We’ve survived another fast-paced year, consumed with technology, political changes, and lots of online social media drama; notably, the presidential tweets.
One of the things many of us do at the end of each year is to look back at our achievements and memorable experiences.
I recall hearing my father say, “It’s nice to look back on your accomplishments, but then you need to turn and look forward, so that you can create new accomplishments.”
What you are reading is the 53rd and final column for 2017, and the 608th column since Dec. 15, 1997; not that I am keeping track of them . . . well, maybe I am.
The complete list of Bits & Bytes columns are on my Facebook page; in case any friends or family members are interested.
I’ll now take Dad’s sage advice and turn myself forward and get back to today’s topic.
A US government census website guesstimates the world’s population at the start of the year was 7.36 billion, and has now risen to 7.44 billion.
It’s a matter of days before 2018; and yet nearly half the world’s population is unable to access the internet due to economic, geographical, or technological reasons.
Visit the US government’s population census website at https://www.census.gov/popclock.
Back in the day, we addressed personal computer memory mostly using terms like megabytes.
Today, computing data storage is spoken using gigabytes and terabytes.
I foresee in the not-too-distant future, when a petabyte (one-thousand terabytes, or one-million gigabytes) worth of computing data will be commonly accessible on personal internal/portable data storage drives, or through externally-hosted cloud storage.
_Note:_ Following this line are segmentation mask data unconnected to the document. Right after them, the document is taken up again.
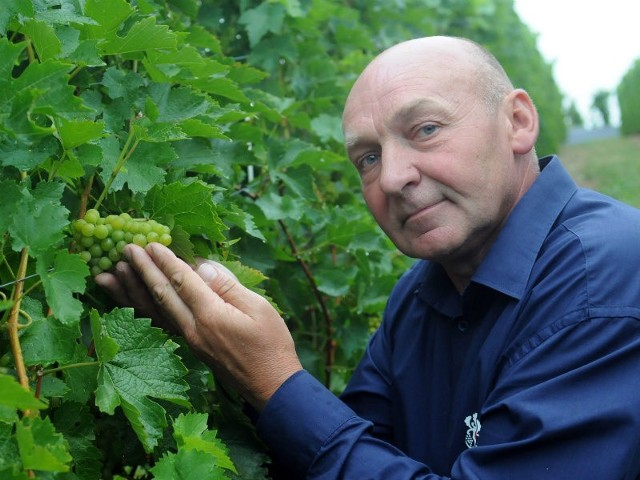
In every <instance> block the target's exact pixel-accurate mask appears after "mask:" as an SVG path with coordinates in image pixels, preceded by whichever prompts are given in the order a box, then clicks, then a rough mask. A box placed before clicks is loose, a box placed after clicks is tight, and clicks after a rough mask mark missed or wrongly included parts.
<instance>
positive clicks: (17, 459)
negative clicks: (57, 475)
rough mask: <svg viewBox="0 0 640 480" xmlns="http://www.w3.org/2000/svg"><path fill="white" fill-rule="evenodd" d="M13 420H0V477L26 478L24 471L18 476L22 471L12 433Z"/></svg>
mask: <svg viewBox="0 0 640 480" xmlns="http://www.w3.org/2000/svg"><path fill="white" fill-rule="evenodd" d="M14 416H15V412H14ZM1 418H2V417H1V416H0V419H1ZM15 420H16V419H12V421H11V423H3V422H1V421H0V478H2V479H3V480H16V479H20V480H28V477H27V475H26V473H24V476H20V472H21V471H22V464H21V463H20V453H19V452H18V444H17V443H16V439H15V436H14V435H13V434H12V430H13V425H12V423H13V421H15Z"/></svg>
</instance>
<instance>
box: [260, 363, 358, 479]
mask: <svg viewBox="0 0 640 480" xmlns="http://www.w3.org/2000/svg"><path fill="white" fill-rule="evenodd" d="M354 417H356V414H355V413H354V411H353V410H351V409H350V408H349V407H347V406H346V405H345V404H344V403H343V402H342V401H341V400H339V399H338V398H337V397H336V396H335V395H334V394H333V393H331V392H330V391H329V390H328V389H327V388H326V387H325V386H324V385H322V384H321V383H320V382H319V381H318V380H316V379H315V378H314V377H313V376H312V375H311V374H310V373H308V372H307V371H305V370H301V371H299V372H296V373H294V374H293V375H292V376H291V377H289V378H288V379H287V380H286V381H285V382H284V383H283V384H282V385H281V386H280V388H278V390H276V393H274V394H273V396H272V397H271V399H269V401H268V402H267V405H266V406H265V407H264V409H263V410H262V412H261V413H260V417H259V418H258V422H257V424H256V428H257V432H258V435H260V437H261V438H262V440H263V441H264V442H265V443H266V445H267V446H268V447H269V448H270V450H271V455H272V456H273V457H274V460H275V461H276V462H279V463H281V464H282V465H286V467H287V469H289V470H291V473H294V474H296V475H299V476H301V477H304V476H305V475H306V473H307V470H308V469H309V467H310V466H311V464H312V463H313V461H314V459H315V458H316V456H317V454H318V452H319V450H320V449H321V448H322V446H323V445H324V444H325V443H326V442H327V440H328V439H329V438H330V437H331V436H332V435H333V434H334V433H335V432H336V430H338V429H339V428H340V427H341V426H342V425H344V424H345V422H347V421H349V420H350V419H352V418H354Z"/></svg>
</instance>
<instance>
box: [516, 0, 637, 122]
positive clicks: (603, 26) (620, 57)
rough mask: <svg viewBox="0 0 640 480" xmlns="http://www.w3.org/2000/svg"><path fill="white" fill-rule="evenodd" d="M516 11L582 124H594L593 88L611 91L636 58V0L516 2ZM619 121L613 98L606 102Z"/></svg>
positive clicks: (633, 62) (616, 120)
mask: <svg viewBox="0 0 640 480" xmlns="http://www.w3.org/2000/svg"><path fill="white" fill-rule="evenodd" d="M514 4H515V8H516V12H517V13H518V15H519V16H520V18H521V20H522V21H523V22H524V23H526V24H527V25H528V26H529V28H530V29H531V31H533V32H534V33H536V34H537V35H538V49H539V50H540V52H541V53H542V55H543V56H544V58H545V59H546V60H548V61H549V62H551V63H552V64H553V66H554V67H553V71H554V77H555V79H556V82H557V84H558V86H559V87H560V90H561V91H562V92H563V94H564V95H565V96H566V97H569V98H571V99H573V100H574V101H575V102H576V105H577V107H578V110H579V111H580V113H581V115H582V117H583V119H584V120H585V123H586V124H587V126H592V125H593V124H594V123H596V122H597V120H598V117H597V115H596V114H595V113H593V112H592V110H591V104H592V102H593V96H594V94H595V92H597V91H598V90H608V91H612V92H615V89H616V87H617V86H618V84H619V83H620V80H621V79H622V77H623V76H624V74H625V73H626V72H627V70H629V68H630V67H631V65H632V64H633V63H634V61H635V60H636V59H639V58H640V34H639V33H638V22H639V21H640V2H639V1H638V0H605V1H596V0H515V1H514ZM610 110H611V116H612V120H613V122H614V123H617V122H618V121H619V115H618V104H617V99H616V97H615V96H613V98H612V99H611V102H610Z"/></svg>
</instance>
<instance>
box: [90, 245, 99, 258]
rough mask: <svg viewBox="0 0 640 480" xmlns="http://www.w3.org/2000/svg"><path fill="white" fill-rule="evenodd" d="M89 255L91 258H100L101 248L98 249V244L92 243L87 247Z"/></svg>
mask: <svg viewBox="0 0 640 480" xmlns="http://www.w3.org/2000/svg"><path fill="white" fill-rule="evenodd" d="M89 253H90V254H91V257H92V258H100V257H101V256H102V247H100V244H98V243H94V244H93V245H91V246H90V247H89Z"/></svg>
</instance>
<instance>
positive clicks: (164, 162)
mask: <svg viewBox="0 0 640 480" xmlns="http://www.w3.org/2000/svg"><path fill="white" fill-rule="evenodd" d="M100 143H101V145H102V146H103V148H104V149H105V150H104V151H105V153H106V154H107V156H106V157H105V160H104V161H103V162H102V164H101V167H102V168H103V170H102V171H101V172H100V176H101V178H102V179H103V181H104V182H106V181H107V180H108V179H109V177H110V176H111V172H112V170H113V168H114V167H115V166H116V162H117V160H118V158H117V155H118V154H119V151H118V150H117V149H118V148H119V146H118V145H117V142H116V140H115V139H114V138H109V139H105V140H104V141H103V142H100ZM175 158H176V154H175V152H174V151H173V149H172V148H171V145H170V144H168V143H147V142H141V143H139V144H138V146H137V148H136V149H135V150H134V151H133V153H132V154H131V156H130V157H129V160H127V163H126V164H125V166H124V168H123V169H122V170H120V173H119V174H118V176H117V177H116V179H115V180H114V182H113V183H112V184H111V191H116V192H117V191H119V190H122V188H123V187H124V185H125V184H126V185H127V186H128V187H129V188H130V189H131V191H133V192H136V193H137V192H142V193H145V192H147V191H149V190H150V189H151V188H153V187H154V186H157V185H162V184H163V183H164V177H165V175H166V174H167V172H166V170H165V168H164V167H165V166H166V165H167V164H169V163H170V162H171V161H173V160H174V159H175Z"/></svg>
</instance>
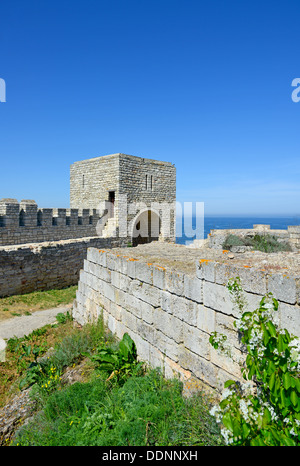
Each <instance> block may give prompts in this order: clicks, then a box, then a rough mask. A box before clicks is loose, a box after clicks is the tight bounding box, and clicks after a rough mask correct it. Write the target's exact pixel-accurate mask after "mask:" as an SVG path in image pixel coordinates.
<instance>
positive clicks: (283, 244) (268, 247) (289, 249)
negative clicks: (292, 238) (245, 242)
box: [252, 235, 291, 252]
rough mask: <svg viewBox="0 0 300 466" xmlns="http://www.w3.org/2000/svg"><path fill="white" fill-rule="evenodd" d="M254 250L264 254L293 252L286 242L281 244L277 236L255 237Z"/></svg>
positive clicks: (253, 245) (252, 244)
mask: <svg viewBox="0 0 300 466" xmlns="http://www.w3.org/2000/svg"><path fill="white" fill-rule="evenodd" d="M252 248H253V249H254V250H256V251H262V252H280V251H291V247H290V245H289V244H288V243H286V242H279V241H278V239H277V238H276V236H272V235H255V236H254V238H253V240H252Z"/></svg>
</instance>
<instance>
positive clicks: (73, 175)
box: [70, 154, 176, 241]
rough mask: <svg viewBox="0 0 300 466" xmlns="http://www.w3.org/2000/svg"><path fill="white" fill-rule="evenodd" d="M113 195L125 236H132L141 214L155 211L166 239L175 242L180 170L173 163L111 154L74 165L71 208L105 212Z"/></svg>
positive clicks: (102, 156) (123, 234) (161, 231)
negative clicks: (175, 225) (175, 210)
mask: <svg viewBox="0 0 300 466" xmlns="http://www.w3.org/2000/svg"><path fill="white" fill-rule="evenodd" d="M110 191H113V192H114V197H115V202H114V218H115V221H116V226H117V228H120V231H122V236H124V230H125V235H126V234H127V233H128V236H129V237H130V236H132V231H133V230H134V223H135V220H136V217H137V215H138V214H139V212H142V211H143V210H146V209H151V208H152V210H154V211H157V210H159V212H158V214H159V215H160V216H161V219H162V222H161V236H162V238H163V239H165V240H167V241H174V240H175V214H176V212H175V209H176V168H175V166H174V165H173V164H172V163H170V162H161V161H158V160H153V159H146V158H142V157H136V156H132V155H127V154H111V155H106V156H102V157H95V158H93V159H88V160H83V161H79V162H75V163H74V164H72V165H71V168H70V206H71V207H73V208H75V207H77V208H78V207H85V208H97V209H99V210H100V211H102V210H104V206H105V203H106V202H107V201H108V200H109V192H110ZM154 206H156V207H157V208H155V207H154ZM135 207H136V208H135ZM167 212H170V216H168V215H165V213H167ZM137 221H138V220H137Z"/></svg>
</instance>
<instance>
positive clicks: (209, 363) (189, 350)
mask: <svg viewBox="0 0 300 466" xmlns="http://www.w3.org/2000/svg"><path fill="white" fill-rule="evenodd" d="M178 362H179V364H180V365H181V366H182V367H183V368H184V369H187V370H189V371H191V372H192V373H193V374H194V375H195V376H196V377H197V378H198V379H200V380H202V381H203V382H204V383H207V384H208V385H210V386H211V387H215V386H216V384H217V375H218V369H217V367H216V366H214V365H213V364H211V363H210V361H207V360H206V359H205V358H202V357H200V356H198V355H197V354H195V353H193V352H192V351H190V350H189V349H187V348H186V347H184V346H183V345H180V348H179V359H178Z"/></svg>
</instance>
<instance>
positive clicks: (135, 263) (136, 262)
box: [127, 258, 137, 278]
mask: <svg viewBox="0 0 300 466" xmlns="http://www.w3.org/2000/svg"><path fill="white" fill-rule="evenodd" d="M136 263H137V260H136V259H132V258H128V259H127V274H128V276H129V277H130V278H137V277H136V272H135V267H136Z"/></svg>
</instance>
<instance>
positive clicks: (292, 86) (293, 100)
mask: <svg viewBox="0 0 300 466" xmlns="http://www.w3.org/2000/svg"><path fill="white" fill-rule="evenodd" d="M292 87H295V88H296V89H294V90H293V92H292V101H293V102H299V101H300V78H295V79H293V81H292Z"/></svg>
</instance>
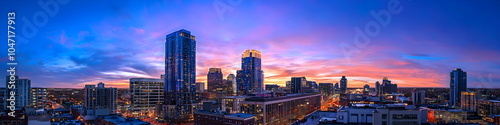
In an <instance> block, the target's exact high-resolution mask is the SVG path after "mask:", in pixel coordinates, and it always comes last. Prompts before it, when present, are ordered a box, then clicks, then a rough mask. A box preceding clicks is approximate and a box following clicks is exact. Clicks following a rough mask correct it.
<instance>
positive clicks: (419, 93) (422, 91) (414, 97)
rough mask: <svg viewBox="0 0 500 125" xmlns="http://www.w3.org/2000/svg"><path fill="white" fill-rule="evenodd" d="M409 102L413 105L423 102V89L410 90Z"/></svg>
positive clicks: (424, 98)
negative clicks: (411, 102)
mask: <svg viewBox="0 0 500 125" xmlns="http://www.w3.org/2000/svg"><path fill="white" fill-rule="evenodd" d="M411 102H412V103H413V105H419V104H425V91H424V90H420V91H413V92H411Z"/></svg>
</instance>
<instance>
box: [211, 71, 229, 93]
mask: <svg viewBox="0 0 500 125" xmlns="http://www.w3.org/2000/svg"><path fill="white" fill-rule="evenodd" d="M207 83H208V92H225V89H226V84H225V83H223V82H222V70H221V69H220V68H209V69H208V74H207Z"/></svg>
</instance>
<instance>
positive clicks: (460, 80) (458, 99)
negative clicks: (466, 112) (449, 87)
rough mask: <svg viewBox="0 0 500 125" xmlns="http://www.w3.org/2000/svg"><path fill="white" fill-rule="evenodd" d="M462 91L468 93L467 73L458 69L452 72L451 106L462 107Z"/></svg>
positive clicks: (450, 99)
mask: <svg viewBox="0 0 500 125" xmlns="http://www.w3.org/2000/svg"><path fill="white" fill-rule="evenodd" d="M462 91H467V72H464V71H463V70H462V69H459V68H457V69H455V70H453V71H451V72H450V101H449V104H450V106H460V93H461V92H462Z"/></svg>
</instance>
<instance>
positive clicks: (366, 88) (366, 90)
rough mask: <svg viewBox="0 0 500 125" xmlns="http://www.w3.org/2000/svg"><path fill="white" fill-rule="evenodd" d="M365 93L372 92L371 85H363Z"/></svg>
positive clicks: (364, 93) (366, 93) (367, 94)
mask: <svg viewBox="0 0 500 125" xmlns="http://www.w3.org/2000/svg"><path fill="white" fill-rule="evenodd" d="M363 94H365V95H368V94H370V85H368V84H365V86H363Z"/></svg>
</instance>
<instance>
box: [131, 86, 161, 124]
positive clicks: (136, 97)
mask: <svg viewBox="0 0 500 125" xmlns="http://www.w3.org/2000/svg"><path fill="white" fill-rule="evenodd" d="M164 81H165V80H163V79H151V78H131V79H130V97H131V99H130V100H131V105H130V108H129V110H130V111H132V114H138V115H147V114H152V113H154V109H155V106H156V105H157V104H161V103H163V99H164V91H165V90H164V88H163V87H165V84H164V83H163V82H164Z"/></svg>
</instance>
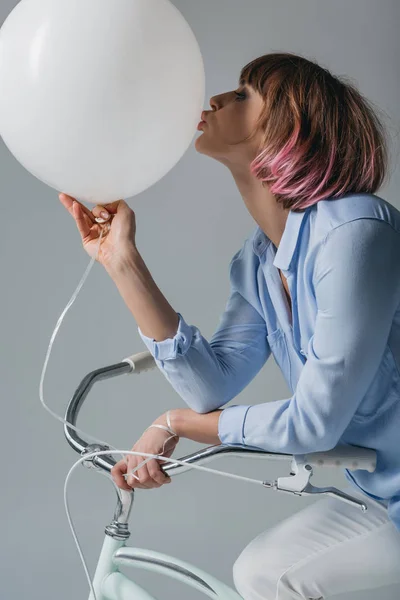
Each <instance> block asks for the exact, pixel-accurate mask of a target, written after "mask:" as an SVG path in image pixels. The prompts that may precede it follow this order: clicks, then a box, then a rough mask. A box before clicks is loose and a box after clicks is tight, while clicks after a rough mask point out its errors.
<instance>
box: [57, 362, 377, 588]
mask: <svg viewBox="0 0 400 600" xmlns="http://www.w3.org/2000/svg"><path fill="white" fill-rule="evenodd" d="M155 367H157V364H156V362H155V360H154V358H153V356H152V355H151V353H150V352H140V353H138V354H134V355H132V356H130V357H128V358H125V359H124V360H123V361H121V362H120V363H117V364H113V365H110V366H107V367H103V368H100V369H96V370H95V371H91V372H90V373H88V374H87V375H86V376H85V377H84V378H83V379H82V381H81V383H80V384H79V386H78V388H77V389H76V391H75V393H74V395H73V397H72V399H71V400H70V402H69V404H68V407H67V410H66V415H65V420H66V421H67V423H65V424H64V434H65V437H66V439H67V441H68V443H69V444H70V446H71V447H72V448H73V449H74V450H75V451H76V452H78V453H79V454H81V456H82V457H83V458H84V457H86V458H84V460H82V465H83V466H85V467H87V468H94V469H96V470H98V471H99V472H101V473H102V474H104V475H107V476H108V477H109V479H110V480H111V481H112V482H113V480H112V477H111V469H112V467H113V466H114V465H115V463H116V460H115V459H114V458H113V457H112V456H109V455H107V451H110V447H109V446H106V445H100V444H88V443H87V442H85V441H84V440H83V439H82V438H80V437H79V435H78V434H77V433H76V431H75V430H74V429H72V428H71V427H70V426H69V425H72V426H76V422H77V417H78V414H79V410H80V409H81V407H82V405H83V402H84V400H85V398H86V397H87V395H88V393H89V391H90V389H91V387H92V386H93V385H94V383H95V382H96V381H99V380H102V379H108V378H110V377H117V376H119V375H123V374H130V373H132V374H140V373H142V372H145V371H150V370H152V369H154V368H155ZM94 452H102V454H101V455H98V454H96V455H92V454H93V453H94ZM228 454H229V455H232V456H242V457H246V458H247V457H254V458H265V457H266V458H268V457H269V458H273V459H277V458H279V459H282V460H288V459H289V458H291V470H290V475H289V477H279V478H278V479H276V480H273V481H262V482H256V481H255V480H251V481H254V482H256V483H260V484H261V485H263V486H264V487H266V488H270V489H273V490H275V491H281V492H285V493H290V494H294V495H296V496H302V495H303V494H306V495H310V494H326V495H329V496H334V497H338V498H339V499H340V500H342V501H344V502H348V503H350V504H355V505H357V506H359V507H360V509H361V510H363V511H366V510H367V505H366V504H365V503H364V502H361V501H360V500H358V499H357V498H354V497H352V496H350V495H348V494H346V493H344V492H342V491H341V490H339V489H337V488H334V487H316V486H313V485H312V484H311V483H310V478H311V477H312V475H313V465H314V466H321V467H342V468H347V469H349V470H355V469H365V470H367V471H370V472H373V471H374V470H375V468H376V452H375V450H372V449H370V448H364V447H360V446H350V445H340V444H339V445H338V446H336V447H335V448H333V449H332V450H329V451H325V452H314V453H310V454H302V455H292V454H280V453H274V452H266V451H263V450H261V449H252V448H241V447H238V446H226V445H223V444H221V445H216V446H209V447H206V448H204V449H201V450H199V451H197V452H194V453H192V454H189V455H187V456H184V457H182V458H180V459H173V458H172V457H171V458H169V459H167V460H168V461H170V463H172V464H168V465H167V466H163V467H161V468H162V470H163V471H164V472H165V473H166V474H167V475H169V476H171V477H172V476H173V475H177V474H181V473H184V472H185V471H187V470H190V468H191V465H193V464H195V463H196V464H197V463H206V462H209V461H211V460H214V458H216V457H217V456H224V455H228ZM160 458H161V457H160ZM174 460H175V461H179V463H184V464H179V463H178V462H176V463H175V464H174ZM237 477H239V476H237ZM113 484H114V487H115V489H116V493H117V506H116V509H115V512H114V518H113V520H112V521H111V523H110V524H109V525H107V526H106V528H105V534H106V535H105V539H104V542H103V546H102V549H101V552H100V556H99V560H98V563H97V566H96V570H95V575H94V579H93V590H94V592H95V596H96V598H95V599H94V596H93V593H92V592H90V595H89V600H155V598H154V597H153V596H152V595H151V594H149V593H148V592H147V591H146V590H145V589H144V588H143V587H141V586H139V585H138V584H137V583H135V582H134V581H132V580H131V579H130V578H128V577H127V576H125V575H124V574H123V573H121V572H120V571H119V567H120V566H123V565H124V566H135V567H138V568H144V569H147V570H151V571H154V572H156V573H161V574H164V575H168V576H170V577H173V578H175V579H177V580H179V581H181V582H182V583H185V584H188V585H190V586H191V587H193V588H195V589H197V590H199V591H201V592H203V593H204V594H205V595H206V596H209V597H210V598H214V599H218V600H243V598H242V596H240V595H239V594H238V593H237V592H236V591H235V590H233V589H232V588H230V587H229V586H228V585H226V584H225V583H223V582H222V581H219V580H218V579H217V578H216V577H214V576H213V575H211V574H209V573H207V572H205V571H203V570H202V569H200V568H197V567H196V566H194V565H192V564H190V563H188V562H186V561H183V560H181V559H178V558H175V557H173V556H170V555H168V554H163V553H160V552H156V551H152V550H146V549H143V548H134V547H129V546H127V545H126V542H127V540H128V539H129V537H130V532H129V529H128V520H129V516H130V513H131V509H132V506H133V498H134V490H132V491H125V490H122V489H120V488H118V487H117V486H116V484H115V483H114V482H113Z"/></svg>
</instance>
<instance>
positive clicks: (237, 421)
mask: <svg viewBox="0 0 400 600" xmlns="http://www.w3.org/2000/svg"><path fill="white" fill-rule="evenodd" d="M249 408H250V406H246V405H244V404H233V405H232V406H228V407H227V408H225V409H224V410H223V411H221V414H220V416H219V419H218V437H219V439H220V440H221V443H222V444H225V445H226V446H233V445H238V444H240V445H244V444H245V443H244V439H243V437H244V436H243V434H244V423H245V420H246V414H247V411H248V410H249Z"/></svg>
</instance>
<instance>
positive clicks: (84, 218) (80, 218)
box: [72, 202, 90, 239]
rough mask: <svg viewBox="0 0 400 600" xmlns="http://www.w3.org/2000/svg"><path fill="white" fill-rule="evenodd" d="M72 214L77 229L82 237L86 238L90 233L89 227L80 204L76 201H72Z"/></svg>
mask: <svg viewBox="0 0 400 600" xmlns="http://www.w3.org/2000/svg"><path fill="white" fill-rule="evenodd" d="M72 214H73V217H74V219H75V221H76V225H77V227H78V229H79V233H80V234H81V236H82V239H86V238H87V237H88V236H89V235H90V227H89V225H88V223H87V220H86V219H85V215H84V213H83V212H82V209H81V207H80V205H79V204H78V203H77V202H74V203H73V206H72Z"/></svg>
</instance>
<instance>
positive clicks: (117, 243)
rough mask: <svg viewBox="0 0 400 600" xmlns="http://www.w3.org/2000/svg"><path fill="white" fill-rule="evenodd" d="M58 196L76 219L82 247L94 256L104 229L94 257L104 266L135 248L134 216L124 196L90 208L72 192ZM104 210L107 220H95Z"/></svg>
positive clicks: (135, 227)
According to Scientific American, the human brain, using all of its neuron connections, can store 2.5 petabytes, which is equivalent to remembering 3 million hours of television, or 2.2 trillion of those cute kitty pictures seen on Instagram and Facebook.
I won’t even guess the year when we will be routinely using exabyte and zettabyte memory capacity.
It’s difficult for us to wrap our minds around such large numbers, but our grandchildren and great-grandchildren will probably be using these virtually limitless, computing-storage terms.
In January, I wrote about the conversion from Frequency Modulated (FM) radio to Digital Audio Broadcasting (DAB) in Norway, which resulted in the shutdown of all their FM radio transmitters.
DAB provides greater regional reception coverage, lower operating costs when compared to FM, and superior listening quality.
Norway’s FM spectrum allowed five national stations to be operating on the air, whereas 22 are currently being supported using DAB technology.
Their conversion reminds me of when all US television broadcast stations were ordered to stop transmitting analog signals over-the-air, and switch to all-digital television signal broadcasting, June 12, 2009.
This past year, we also learned about Emma, the robotic masseuse.
The Expert Manipulative Massage Automation (Emma) is a technologically-advanced robotic arm equipped with a soft silicone, human-mimicking palm and thumb, used for giving massages.
Emma practices the traditional Chinese therapeutic massage called Tuina.
This robotic massaging system uses proprietary cloud software intelligence supported by Microsoft and developed by Albert Zhang, founder of AiTreat and NovaHealth Clinic.
Emma’s advanced electronic sensors and diagnostic functions precisely measure the exact stiffness of a particular muscle or tendon.
The robotic arm’s hand palm and thumb are warmed; so you needn’t worry about any cold hands on your back.
A computer server located inside the internet cloud receives the massage patient’s data. There, an artificial intelligence (AI) software program quickly computes the exact pressure to be delivered by Emma during the massage session.
The AI program continuously tracks and analyzes the progress of the patient’s robotic massage.
Some folks were surprised when I wrote in a May column, that after five years, I was abandoning Apple’s iOS, and returning to the Microsoft Windows operating system, with the purchase of a new HP notebook computer installed with Windows 10.
The one anecdote I recall from the column is talking computers with the youthful-looking computer sales clerk, Robert.
“You talk a lot like my dad did when I was growing up. Many years ago, he worked in the computer department at his office,” Robert smilingly said to me.
I smiled back at him and nodded; feeling a bit unsure of how to reply.
Of course, Robert meant it as a compliment. It was the “many years ago” which caught my attention and gave me pause for thought.
I began the Aug. 25 column with “Greetings from the Coco Moon Coffee Bar, located in the heart of downtown Brainerd.”
Columnists need to write; even while on vacation in the relaxing Brainerd Lakes area.
I enjoyed revisiting the Coco Moon Coffee Bar, where I had written my Oct. 2, 2006, column, while seated in a comfortable wooden booth next to the large window facing 6th Street and Laurel.
It was a satisfying and memorable day in Brainerd; and, for the most part, so was 2017.
Let’s turn and look forward as we cross the bridge, with hope and optimism, into 2018.